The additive main effect and multiplicative interaction (AMMI) analysis established that 1/3 of the marker-trait associations were highly stable with first interaction principal component (IPCA1) values close to ± 0.2 and that another third were moderately stable with values ranging from ± 0.25 to ± 0.6 (Table4). The AMMI stability values (ASV) parameter indicated that six marker-trait associations were highly stable with values ranging 0.18–1.17. The QTL main effect and QTL-by-environment interaction (QQE) biplot displays the average environment defined by the average IPCA1 and IPCA2 scores across environments (indicated by an open circle) (Figure 3A). The arrow passing through the biplot origin is called the AEC abscissa and points towards increasing marker/QTL main effect. The AEC ordinate line, perpendicular to the abscissa, indicates stability/instability. Highly unstable markers have longer projections on the AEC abscissa irrespective of their direction. The markers associated with TSW varied in stability. For example, Lu2532 and Lu526 were more stable than Lu2555, Lu2164, and Lu58a (Figure 3A). The intersection of the two axes defines the average marker/QTL main effect, hence, the latter three markers had effects below average; whereas, Lu2532 and Lu526 had the largest main effects on TSW across the six environments in which this TSW was tested (Figure 3A, Table4). Taking into consideration that approximately 300 accessions of the core collection are the linseed type, the favorable alleles of Lu2532 and Lu526, present in 31 and 62 accessions, respectively, clearly demonstrate that they have not been the target of intensive selection by linseed breeders to date.

Linear regression analysis between TSW and the number of favorable alleles of associated markers showed a linear correlation, suggesting additive effects (Figure 3B). No accession had all five favorable alleles but 10 accessions had four of them. Among these, only one US modern cultivar (Maritime, mean TSW = 7.3 g) showed four alleles while the remaining nine were breeding lines including three belonging to the convar. mediterraneum characterized by its large seeds and high TSW (Figure 4).
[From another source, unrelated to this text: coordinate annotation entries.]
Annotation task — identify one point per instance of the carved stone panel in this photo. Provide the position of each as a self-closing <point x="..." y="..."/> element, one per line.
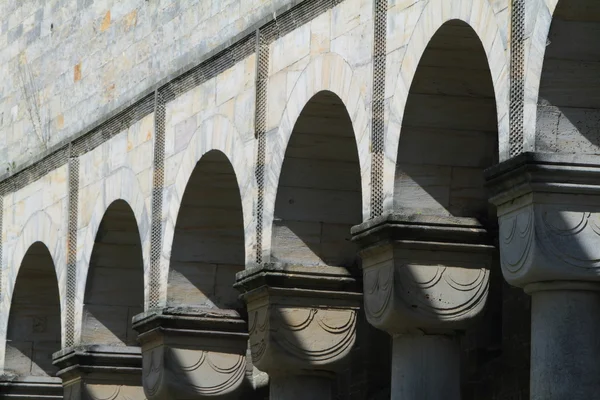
<point x="193" y="353"/>
<point x="424" y="275"/>
<point x="98" y="372"/>
<point x="294" y="329"/>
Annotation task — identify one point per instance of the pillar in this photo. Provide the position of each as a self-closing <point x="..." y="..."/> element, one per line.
<point x="302" y="325"/>
<point x="425" y="279"/>
<point x="549" y="220"/>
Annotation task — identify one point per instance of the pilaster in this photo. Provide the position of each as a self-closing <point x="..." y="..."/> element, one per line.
<point x="549" y="227"/>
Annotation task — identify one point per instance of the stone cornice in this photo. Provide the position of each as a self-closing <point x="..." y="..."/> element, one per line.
<point x="543" y="173"/>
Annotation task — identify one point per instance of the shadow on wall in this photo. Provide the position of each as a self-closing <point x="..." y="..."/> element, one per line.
<point x="568" y="116"/>
<point x="208" y="245"/>
<point x="319" y="191"/>
<point x="34" y="321"/>
<point x="115" y="282"/>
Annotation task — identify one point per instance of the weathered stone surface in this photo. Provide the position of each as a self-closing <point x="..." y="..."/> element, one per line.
<point x="193" y="353"/>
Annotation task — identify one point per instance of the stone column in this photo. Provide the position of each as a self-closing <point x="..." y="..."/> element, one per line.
<point x="193" y="353"/>
<point x="92" y="372"/>
<point x="425" y="278"/>
<point x="549" y="216"/>
<point x="302" y="325"/>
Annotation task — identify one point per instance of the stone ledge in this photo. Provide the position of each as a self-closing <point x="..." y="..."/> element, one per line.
<point x="431" y="231"/>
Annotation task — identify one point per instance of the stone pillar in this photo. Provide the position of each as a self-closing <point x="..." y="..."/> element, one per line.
<point x="424" y="278"/>
<point x="302" y="325"/>
<point x="91" y="372"/>
<point x="549" y="228"/>
<point x="193" y="353"/>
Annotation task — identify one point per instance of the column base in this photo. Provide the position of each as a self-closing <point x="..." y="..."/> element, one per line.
<point x="564" y="341"/>
<point x="90" y="372"/>
<point x="193" y="353"/>
<point x="30" y="387"/>
<point x="425" y="367"/>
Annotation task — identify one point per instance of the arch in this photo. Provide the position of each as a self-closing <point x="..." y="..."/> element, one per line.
<point x="35" y="315"/>
<point x="215" y="133"/>
<point x="114" y="289"/>
<point x="123" y="185"/>
<point x="319" y="189"/>
<point x="326" y="72"/>
<point x="38" y="228"/>
<point x="562" y="101"/>
<point x="208" y="244"/>
<point x="450" y="130"/>
<point x="479" y="15"/>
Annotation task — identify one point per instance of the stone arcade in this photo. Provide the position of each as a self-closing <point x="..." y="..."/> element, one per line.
<point x="287" y="199"/>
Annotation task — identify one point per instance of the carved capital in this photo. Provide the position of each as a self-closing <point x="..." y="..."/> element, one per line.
<point x="30" y="387"/>
<point x="549" y="217"/>
<point x="99" y="372"/>
<point x="423" y="273"/>
<point x="192" y="353"/>
<point x="302" y="320"/>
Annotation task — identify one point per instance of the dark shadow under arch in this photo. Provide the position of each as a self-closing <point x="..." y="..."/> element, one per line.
<point x="34" y="326"/>
<point x="208" y="243"/>
<point x="114" y="290"/>
<point x="319" y="190"/>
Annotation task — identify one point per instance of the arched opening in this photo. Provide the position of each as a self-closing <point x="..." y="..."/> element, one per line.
<point x="114" y="290"/>
<point x="450" y="130"/>
<point x="34" y="327"/>
<point x="208" y="244"/>
<point x="318" y="201"/>
<point x="449" y="137"/>
<point x="568" y="112"/>
<point x="319" y="191"/>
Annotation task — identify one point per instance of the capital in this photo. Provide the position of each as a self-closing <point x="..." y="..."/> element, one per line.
<point x="549" y="217"/>
<point x="302" y="319"/>
<point x="423" y="273"/>
<point x="192" y="353"/>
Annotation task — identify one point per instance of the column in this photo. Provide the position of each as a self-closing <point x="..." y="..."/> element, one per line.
<point x="193" y="353"/>
<point x="425" y="278"/>
<point x="549" y="216"/>
<point x="302" y="325"/>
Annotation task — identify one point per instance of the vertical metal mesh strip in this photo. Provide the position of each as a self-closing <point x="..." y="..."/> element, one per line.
<point x="73" y="199"/>
<point x="262" y="72"/>
<point x="517" y="76"/>
<point x="157" y="200"/>
<point x="378" y="127"/>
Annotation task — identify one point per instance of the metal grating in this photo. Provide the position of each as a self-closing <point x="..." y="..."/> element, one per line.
<point x="113" y="126"/>
<point x="157" y="199"/>
<point x="517" y="77"/>
<point x="209" y="69"/>
<point x="260" y="121"/>
<point x="378" y="122"/>
<point x="73" y="200"/>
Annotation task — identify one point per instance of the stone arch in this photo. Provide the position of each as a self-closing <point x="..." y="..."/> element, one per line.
<point x="561" y="103"/>
<point x="327" y="72"/>
<point x="123" y="185"/>
<point x="33" y="306"/>
<point x="38" y="228"/>
<point x="114" y="280"/>
<point x="217" y="133"/>
<point x="479" y="15"/>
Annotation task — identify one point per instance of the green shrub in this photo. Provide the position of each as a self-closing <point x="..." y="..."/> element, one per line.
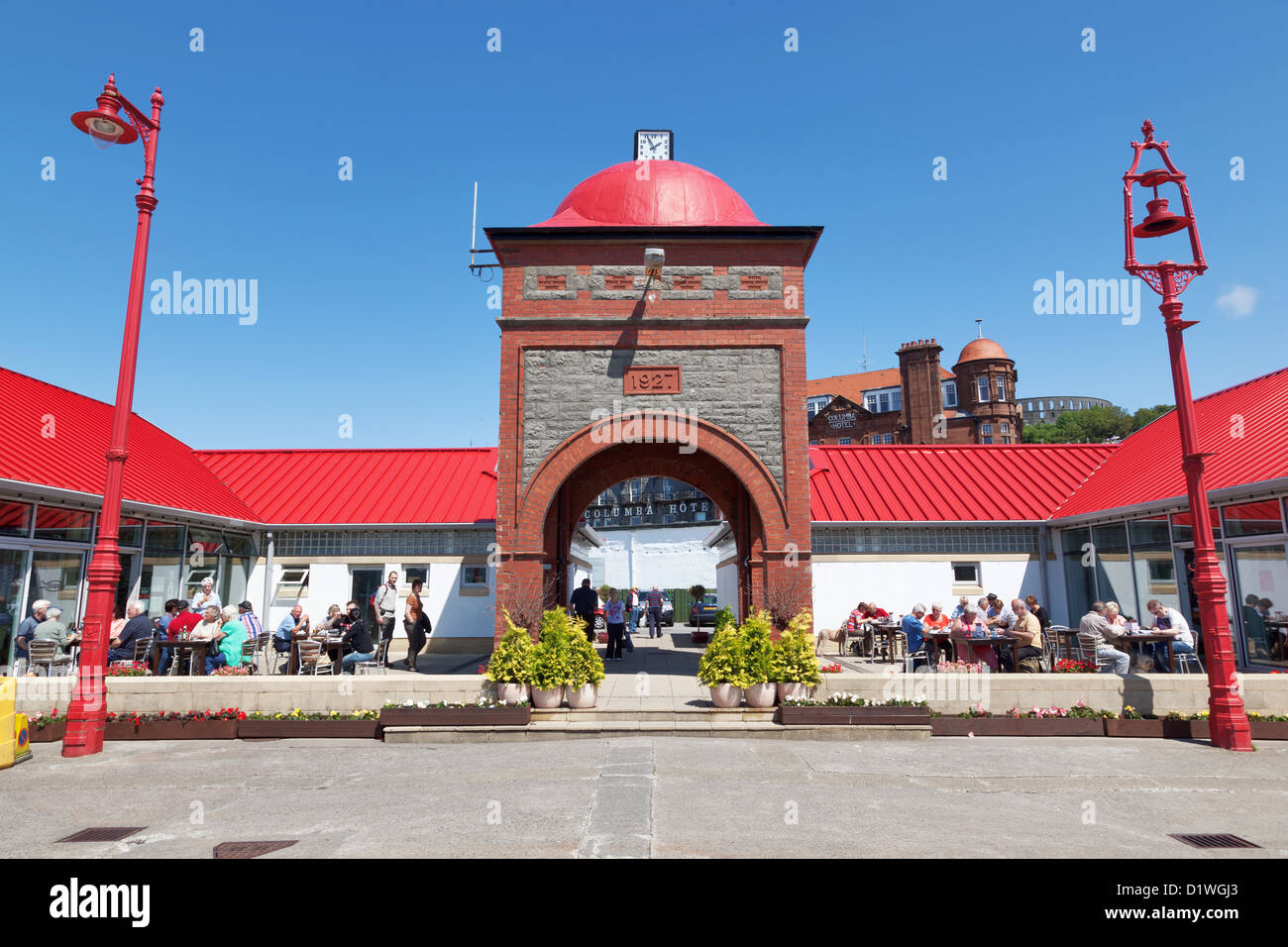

The high yielding and broadly adapted Canadian cultivar CDC Bethune (mean TSW = 5.2 g) possesses only two of the five TSW favorable alleles.
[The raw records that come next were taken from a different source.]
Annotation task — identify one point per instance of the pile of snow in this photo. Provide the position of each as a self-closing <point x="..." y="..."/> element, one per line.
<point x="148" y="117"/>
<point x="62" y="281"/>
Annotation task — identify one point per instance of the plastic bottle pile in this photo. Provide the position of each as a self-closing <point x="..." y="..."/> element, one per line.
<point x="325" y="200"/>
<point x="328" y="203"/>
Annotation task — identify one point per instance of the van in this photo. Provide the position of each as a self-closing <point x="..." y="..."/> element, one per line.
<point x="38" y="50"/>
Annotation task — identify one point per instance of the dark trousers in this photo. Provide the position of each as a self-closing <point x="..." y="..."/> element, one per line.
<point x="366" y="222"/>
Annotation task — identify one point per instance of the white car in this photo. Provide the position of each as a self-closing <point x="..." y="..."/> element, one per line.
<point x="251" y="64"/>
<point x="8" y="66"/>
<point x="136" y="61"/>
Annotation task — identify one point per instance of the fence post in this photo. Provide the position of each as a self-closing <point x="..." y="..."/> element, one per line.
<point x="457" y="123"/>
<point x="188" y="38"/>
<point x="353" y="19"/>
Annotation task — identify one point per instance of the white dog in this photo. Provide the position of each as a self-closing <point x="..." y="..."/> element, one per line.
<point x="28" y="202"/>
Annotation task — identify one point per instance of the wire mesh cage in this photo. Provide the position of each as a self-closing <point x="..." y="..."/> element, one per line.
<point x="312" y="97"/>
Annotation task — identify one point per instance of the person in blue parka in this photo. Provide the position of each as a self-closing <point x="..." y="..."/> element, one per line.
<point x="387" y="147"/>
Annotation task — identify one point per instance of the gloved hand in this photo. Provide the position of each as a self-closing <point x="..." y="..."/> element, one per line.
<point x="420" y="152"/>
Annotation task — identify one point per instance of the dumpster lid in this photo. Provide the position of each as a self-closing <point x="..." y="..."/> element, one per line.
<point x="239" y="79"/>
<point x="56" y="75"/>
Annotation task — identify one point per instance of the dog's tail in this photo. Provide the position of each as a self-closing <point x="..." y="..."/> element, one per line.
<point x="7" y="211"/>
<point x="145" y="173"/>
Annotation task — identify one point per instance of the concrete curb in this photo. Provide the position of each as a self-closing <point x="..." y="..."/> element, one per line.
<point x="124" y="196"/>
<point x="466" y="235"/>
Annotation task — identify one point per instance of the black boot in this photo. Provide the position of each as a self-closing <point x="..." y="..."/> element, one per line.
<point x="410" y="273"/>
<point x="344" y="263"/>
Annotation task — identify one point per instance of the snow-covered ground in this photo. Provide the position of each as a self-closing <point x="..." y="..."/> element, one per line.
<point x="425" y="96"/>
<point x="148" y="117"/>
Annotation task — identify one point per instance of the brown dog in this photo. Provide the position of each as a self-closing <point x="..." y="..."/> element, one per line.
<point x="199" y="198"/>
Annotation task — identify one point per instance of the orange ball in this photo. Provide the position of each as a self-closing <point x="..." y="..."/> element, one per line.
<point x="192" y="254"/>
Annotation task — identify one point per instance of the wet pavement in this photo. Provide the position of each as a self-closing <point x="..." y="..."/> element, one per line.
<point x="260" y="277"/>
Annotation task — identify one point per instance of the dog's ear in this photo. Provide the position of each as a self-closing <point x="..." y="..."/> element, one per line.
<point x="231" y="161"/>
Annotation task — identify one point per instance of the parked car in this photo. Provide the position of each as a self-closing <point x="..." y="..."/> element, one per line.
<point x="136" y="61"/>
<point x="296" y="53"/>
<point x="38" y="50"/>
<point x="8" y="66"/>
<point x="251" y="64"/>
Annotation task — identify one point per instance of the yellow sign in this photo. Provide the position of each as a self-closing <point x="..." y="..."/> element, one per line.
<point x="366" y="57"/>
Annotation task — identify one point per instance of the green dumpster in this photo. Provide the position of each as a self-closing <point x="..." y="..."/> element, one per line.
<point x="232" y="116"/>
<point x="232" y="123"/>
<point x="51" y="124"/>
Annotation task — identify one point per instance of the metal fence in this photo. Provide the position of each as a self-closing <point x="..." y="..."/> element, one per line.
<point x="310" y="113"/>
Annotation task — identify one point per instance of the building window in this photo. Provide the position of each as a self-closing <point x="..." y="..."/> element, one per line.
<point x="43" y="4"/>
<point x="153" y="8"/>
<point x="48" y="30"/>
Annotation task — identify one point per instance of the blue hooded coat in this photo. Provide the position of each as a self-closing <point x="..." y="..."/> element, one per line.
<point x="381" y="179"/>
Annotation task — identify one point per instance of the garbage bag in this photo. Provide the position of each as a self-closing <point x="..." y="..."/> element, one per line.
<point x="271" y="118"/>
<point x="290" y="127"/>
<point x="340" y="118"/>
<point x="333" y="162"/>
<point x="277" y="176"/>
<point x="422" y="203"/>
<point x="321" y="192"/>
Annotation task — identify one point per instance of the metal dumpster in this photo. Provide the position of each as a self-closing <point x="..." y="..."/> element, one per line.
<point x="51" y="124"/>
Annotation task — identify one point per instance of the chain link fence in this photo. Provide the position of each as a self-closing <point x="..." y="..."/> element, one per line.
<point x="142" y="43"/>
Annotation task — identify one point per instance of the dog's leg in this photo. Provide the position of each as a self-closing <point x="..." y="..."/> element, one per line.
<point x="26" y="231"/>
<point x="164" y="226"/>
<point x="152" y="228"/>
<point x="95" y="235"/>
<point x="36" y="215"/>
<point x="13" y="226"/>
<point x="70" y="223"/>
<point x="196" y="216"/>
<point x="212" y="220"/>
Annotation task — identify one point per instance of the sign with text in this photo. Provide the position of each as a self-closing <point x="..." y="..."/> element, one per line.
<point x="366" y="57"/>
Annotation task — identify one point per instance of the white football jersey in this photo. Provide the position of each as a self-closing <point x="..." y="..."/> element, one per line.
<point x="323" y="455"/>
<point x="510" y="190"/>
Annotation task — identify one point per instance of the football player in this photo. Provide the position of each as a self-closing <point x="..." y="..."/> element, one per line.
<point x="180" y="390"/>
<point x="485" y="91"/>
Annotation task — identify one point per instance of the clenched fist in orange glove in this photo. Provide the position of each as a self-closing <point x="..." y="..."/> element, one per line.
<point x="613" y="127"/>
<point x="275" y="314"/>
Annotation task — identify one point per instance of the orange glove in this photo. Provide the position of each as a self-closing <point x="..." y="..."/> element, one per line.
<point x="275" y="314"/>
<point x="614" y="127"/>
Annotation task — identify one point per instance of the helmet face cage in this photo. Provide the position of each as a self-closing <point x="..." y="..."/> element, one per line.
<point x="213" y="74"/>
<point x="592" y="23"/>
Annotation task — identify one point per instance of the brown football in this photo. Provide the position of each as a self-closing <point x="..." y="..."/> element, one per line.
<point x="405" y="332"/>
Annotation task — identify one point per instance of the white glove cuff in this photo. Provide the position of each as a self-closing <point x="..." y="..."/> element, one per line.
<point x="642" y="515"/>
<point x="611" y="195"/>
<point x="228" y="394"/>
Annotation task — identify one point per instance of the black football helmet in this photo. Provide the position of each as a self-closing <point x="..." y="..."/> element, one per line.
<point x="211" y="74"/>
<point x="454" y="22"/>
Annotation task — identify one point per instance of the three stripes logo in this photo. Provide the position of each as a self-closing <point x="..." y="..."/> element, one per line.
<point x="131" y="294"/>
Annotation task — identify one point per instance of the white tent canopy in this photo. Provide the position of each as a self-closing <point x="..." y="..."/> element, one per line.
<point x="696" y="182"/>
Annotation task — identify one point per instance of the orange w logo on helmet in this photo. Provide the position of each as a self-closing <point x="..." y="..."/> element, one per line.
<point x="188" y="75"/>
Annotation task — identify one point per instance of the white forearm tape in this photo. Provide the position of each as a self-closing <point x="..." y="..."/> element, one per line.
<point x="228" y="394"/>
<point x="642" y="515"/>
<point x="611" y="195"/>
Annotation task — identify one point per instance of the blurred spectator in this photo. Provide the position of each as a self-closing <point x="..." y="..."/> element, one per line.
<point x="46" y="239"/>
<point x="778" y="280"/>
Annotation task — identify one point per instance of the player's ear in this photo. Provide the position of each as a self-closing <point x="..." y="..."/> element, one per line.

Linseed accessions with different number of favorable alleles associated with 1 000 seed weight

(A) Accessions with zero favorable alleles. (B) Canadian cultivars with two favorable alleles. (C) Accessions with four favorable alleles.Values in brackets are the 1 000 seed weights for each accession. *Indicates the accessions that belong to the convar. mediterraneum.

Discussion

Yield is a complex trait that can be broken down into its components which are in turn affected by other traits involving diverse pathways (Shi et al. 2009). For example, seed number, seed weight, flowering time, plant height, and plant branching have all been identified as affecting yield in rapeseed (Ishimaru 2003; Salamini 2003; Ashikari et al. 2005; Clark et al. 2006; Cockram et al. 2007). Phenotypic correlations and QTL analyses suggest that yield-associated traits tend to be clustered in the genome and have pleiotropic effects (Shi et al. 2009; Li et al. 2011; Liu et al. 2011). Hence, understanding the genetic bases and relationships of yield-associated traits and agronomic traits in linseed through AM can provide the scientific background needed to devise breeding strategies that would permit and/or accelerate yield improvements beyond the 1.2 T/Ha achieved to date.